Azra Kulya: “Erkek-egemen” bakır üflemeli enstrümanlar alanında soluğu güçlü bir genç trompet sanatçısı

2003 yılında dünyaya gelen Azra Kulya, 2013 yılında Dokuz Eylül Üniversitesi Devlet Konservatuarı’nı kazandı.2013 yılında trompet çalışmalarına Ömür Güllük ile başladı, 2017 yılına kadar süren çalışmaların ardından aynı sene içerisinde Bilkent Üniversitesi Müzik ve Sahne Sanatları Fakültesi’ni kazanarak trompet çalışmalarına Julian Lupu ile başladı.

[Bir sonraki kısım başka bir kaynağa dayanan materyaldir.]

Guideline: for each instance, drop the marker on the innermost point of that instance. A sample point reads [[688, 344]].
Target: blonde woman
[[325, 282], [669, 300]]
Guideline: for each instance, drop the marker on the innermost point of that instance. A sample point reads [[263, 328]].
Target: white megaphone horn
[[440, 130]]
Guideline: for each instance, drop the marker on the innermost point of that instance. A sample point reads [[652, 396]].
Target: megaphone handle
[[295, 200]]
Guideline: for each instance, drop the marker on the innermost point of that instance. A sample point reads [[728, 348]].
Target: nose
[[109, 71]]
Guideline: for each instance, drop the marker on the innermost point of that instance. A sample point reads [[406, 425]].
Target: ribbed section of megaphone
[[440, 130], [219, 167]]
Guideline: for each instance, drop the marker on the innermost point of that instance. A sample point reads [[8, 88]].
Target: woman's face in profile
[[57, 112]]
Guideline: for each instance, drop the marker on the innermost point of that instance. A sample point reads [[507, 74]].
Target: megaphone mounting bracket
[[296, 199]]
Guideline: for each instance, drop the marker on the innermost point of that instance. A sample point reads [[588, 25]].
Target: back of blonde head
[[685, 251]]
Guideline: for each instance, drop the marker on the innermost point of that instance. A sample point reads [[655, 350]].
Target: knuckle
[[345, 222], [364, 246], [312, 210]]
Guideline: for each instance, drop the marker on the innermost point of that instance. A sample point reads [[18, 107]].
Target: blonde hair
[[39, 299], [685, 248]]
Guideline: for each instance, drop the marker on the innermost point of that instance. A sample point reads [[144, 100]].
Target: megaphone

2016-2018 yılları arasında Prof. Vicente CAMPOS, Otto Sauter, Pacho Flores, Bert Langenkamp, Philippe Brunet gibi önemli isimlerin ustalık sınıflarına katıldı. Ankara Brass Week, Bursa Brass Week ve Bilkent Brass Week gibi önemli bakır festivallerinde yer aldı. 2018 yılında Türkiye-Almanya Gençlik Köprüsü’nün Almanya, Rostock’da düzenlenen bakır festivalinde Rainer Auberbach ve Julian Lupu’nun ustalık sınıflarına katıldı. Bilkent Gençlik Senfoni Orkestrası, Ankara Gençlik Senfoni Orkestrası, Agora Gençlik Senfoni Orkestrası, Başkent Oda Orkestrası’nda yer aldı. AnkaBrass bakır üflemeli grubu ile birlikte Mozarthaus ve ATO Congresium Hall’da yer aldı. Hayatındaki en önemli dönüm noktalarından biri ise, 2017 yılında lise birinci sınıf için Dokuz Eylül Üniversitesi’nden Bilkent Üniversitesi’ne tek başına gelmesi oldu. Bu süreçte yalnız yaşayan, yurtta kalan, kendi evinde yaşayan, çok sevdiği annesinin yanından ayrılıp kendi ayakları üzerinde durmaya çabalayan ama hayallerinin peşinden bir an olsun ayrılmayan Azra Kulya, bu gücüyle birçok yaşıtı ve onu örnek alan müzisyen için ilham kaynağı oldu ve olmaya devam ediyor. “Annemin yokluğunu hissettiğim anda trompete sarılmaya başladım” diyor Azra ve genelde “erkek egemen” olarak görülen bakır üflemeli çalgılar arasında trompet alanında “senin gücün trompet üflemeye yeter mi” şeklindeki sorulara rağmen kendine güzel bir yer edinmeye devam ediyor.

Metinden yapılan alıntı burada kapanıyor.